DeltaCheck

An asynchronous checkpointing engine for large language model post-training.

DeltaCheck is motivated by an empirical observation on post-training dynamics: a large fraction of training states exhibits a previously underexplored stable-changing behavior. These states keep changing, but usually only within bounded ranges and with limited impact on convergence and final model quality.
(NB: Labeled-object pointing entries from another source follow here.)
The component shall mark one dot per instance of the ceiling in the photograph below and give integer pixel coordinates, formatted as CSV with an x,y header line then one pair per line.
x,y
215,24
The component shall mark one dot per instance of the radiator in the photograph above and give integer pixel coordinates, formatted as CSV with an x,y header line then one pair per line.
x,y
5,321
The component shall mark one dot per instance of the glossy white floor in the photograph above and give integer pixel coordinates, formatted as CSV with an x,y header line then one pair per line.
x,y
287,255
Based on this observation, DeltaCheck designs a stability-aware incremental checkpointing system that significantly reduces checkpoint storage and latency overhead while preserving model accuracy and recovery correctness.

Core idea

DeltaCheck operates in two phases:

1. Offline analysis phase

In the offline phase, DeltaCheck profiles post-training states to identify:

the stable start step
the stable-changing state set

It then determines which states must be persisted and which ones can be reused or reconstructed incrementally in later checkpoints.

2. Online checkpointing phase

In the online phase, DeltaCheck applies a stage-aware checkpointing policy to reduce both:

intra-state redundancy
inter-state redundancy across checkpoints

This allows DeltaCheck to persist only the information that is truly necessary during training, greatly reducing checkpoint size and checkpoint latency.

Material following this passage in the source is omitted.